I blinked at him as the sheer audacity of the statement temporarily short circuited my ability to even speak. I looked at my suitcases and then back at the brother who had not paid a single cell phone bill in nearly a decade.
“Shane, what on earth are you talking about?” I stammered with a voice hoarse from travel fatigue. “I pay the mortgage on this house every single month.”
He let out a sharp, ugly laugh that echoed through the small hallway and made my skin crawl. “Yeah, you do, and you do it because you’re a parasite who clings to this house to feel important,” he sneered.
The word hit me like a physical blow to the face, leaving me momentarily breathless. “You stay here so you can pretend you’re needed, holding your little checks over our heads like a dictator,” Shane continued as his voice rose in volume.

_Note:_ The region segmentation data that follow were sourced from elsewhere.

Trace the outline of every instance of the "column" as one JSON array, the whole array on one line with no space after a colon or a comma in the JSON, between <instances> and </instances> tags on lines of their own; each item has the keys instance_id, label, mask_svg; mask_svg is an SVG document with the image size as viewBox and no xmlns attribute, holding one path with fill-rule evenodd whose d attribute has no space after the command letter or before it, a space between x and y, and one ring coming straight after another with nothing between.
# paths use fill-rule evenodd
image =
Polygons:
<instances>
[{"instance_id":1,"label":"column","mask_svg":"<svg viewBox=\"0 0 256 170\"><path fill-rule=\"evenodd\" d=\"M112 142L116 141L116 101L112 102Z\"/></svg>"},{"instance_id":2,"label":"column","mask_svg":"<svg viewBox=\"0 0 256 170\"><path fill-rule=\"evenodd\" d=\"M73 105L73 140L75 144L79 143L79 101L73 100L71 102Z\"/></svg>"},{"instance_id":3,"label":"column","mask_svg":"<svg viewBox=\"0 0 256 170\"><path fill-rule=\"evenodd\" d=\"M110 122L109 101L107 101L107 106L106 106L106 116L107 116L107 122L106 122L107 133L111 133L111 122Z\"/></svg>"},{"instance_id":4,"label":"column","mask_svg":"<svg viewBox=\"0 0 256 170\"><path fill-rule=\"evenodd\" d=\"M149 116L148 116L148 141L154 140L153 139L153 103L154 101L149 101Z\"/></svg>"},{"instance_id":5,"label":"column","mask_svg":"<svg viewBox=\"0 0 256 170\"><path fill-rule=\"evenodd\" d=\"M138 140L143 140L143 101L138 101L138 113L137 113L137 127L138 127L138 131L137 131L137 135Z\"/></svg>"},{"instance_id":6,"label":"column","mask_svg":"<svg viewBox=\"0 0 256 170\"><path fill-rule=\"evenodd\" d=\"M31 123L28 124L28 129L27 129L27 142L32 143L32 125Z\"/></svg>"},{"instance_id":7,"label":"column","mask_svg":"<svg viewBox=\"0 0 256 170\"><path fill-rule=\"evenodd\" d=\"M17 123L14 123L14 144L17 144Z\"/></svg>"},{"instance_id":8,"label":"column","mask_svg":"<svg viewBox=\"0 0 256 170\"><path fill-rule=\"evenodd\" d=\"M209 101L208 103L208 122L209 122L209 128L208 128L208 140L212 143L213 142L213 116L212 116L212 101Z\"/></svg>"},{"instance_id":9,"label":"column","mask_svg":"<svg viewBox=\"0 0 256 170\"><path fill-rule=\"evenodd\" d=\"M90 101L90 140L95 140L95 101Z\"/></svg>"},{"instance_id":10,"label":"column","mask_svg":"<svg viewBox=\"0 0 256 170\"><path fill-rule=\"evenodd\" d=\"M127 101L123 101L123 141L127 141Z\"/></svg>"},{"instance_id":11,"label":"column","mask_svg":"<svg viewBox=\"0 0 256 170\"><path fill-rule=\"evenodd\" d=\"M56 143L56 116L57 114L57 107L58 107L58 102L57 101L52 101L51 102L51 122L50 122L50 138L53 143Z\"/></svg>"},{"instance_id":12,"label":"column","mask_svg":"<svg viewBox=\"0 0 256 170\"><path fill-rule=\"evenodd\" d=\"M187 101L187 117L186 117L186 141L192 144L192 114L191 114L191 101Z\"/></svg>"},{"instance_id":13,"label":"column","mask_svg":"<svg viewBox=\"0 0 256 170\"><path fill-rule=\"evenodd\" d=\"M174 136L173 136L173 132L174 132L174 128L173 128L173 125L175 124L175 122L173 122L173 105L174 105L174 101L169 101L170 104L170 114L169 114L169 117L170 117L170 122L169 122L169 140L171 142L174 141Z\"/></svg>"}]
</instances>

“I’m the man of this house now, and I’m telling you to get out because we don’t need you breathing down our necks anymore,” he declared. I stood frozen in the entryway and looked toward the kitchen doorway, hoping for some intervention.
My mother appeared from the shadows while nervously twisting a damp dish towel in her hands. I waited for the woman whose bankruptcy I had prevented to step forward and tell her unemployed son to stop his nonsense.
Instead, my mother took a hesitant step backward and refused to meet my eyes. “Andrea, please don’t fight with him right now,” she whispered in a trembling, fragile plea.
“Shane has been so stressed lately, and you know how he gets when he feels pressured,” she added. “Maybe you should just go stay at a hotel for a few days until things calm down around here.”
I stared at her in total disbelief as she defended the man who had done nothing while I worked sixty hours a week to keep a roof over her head. Shane was stressed because his video games lagged, yet I was the one being asked to leave the home I funded.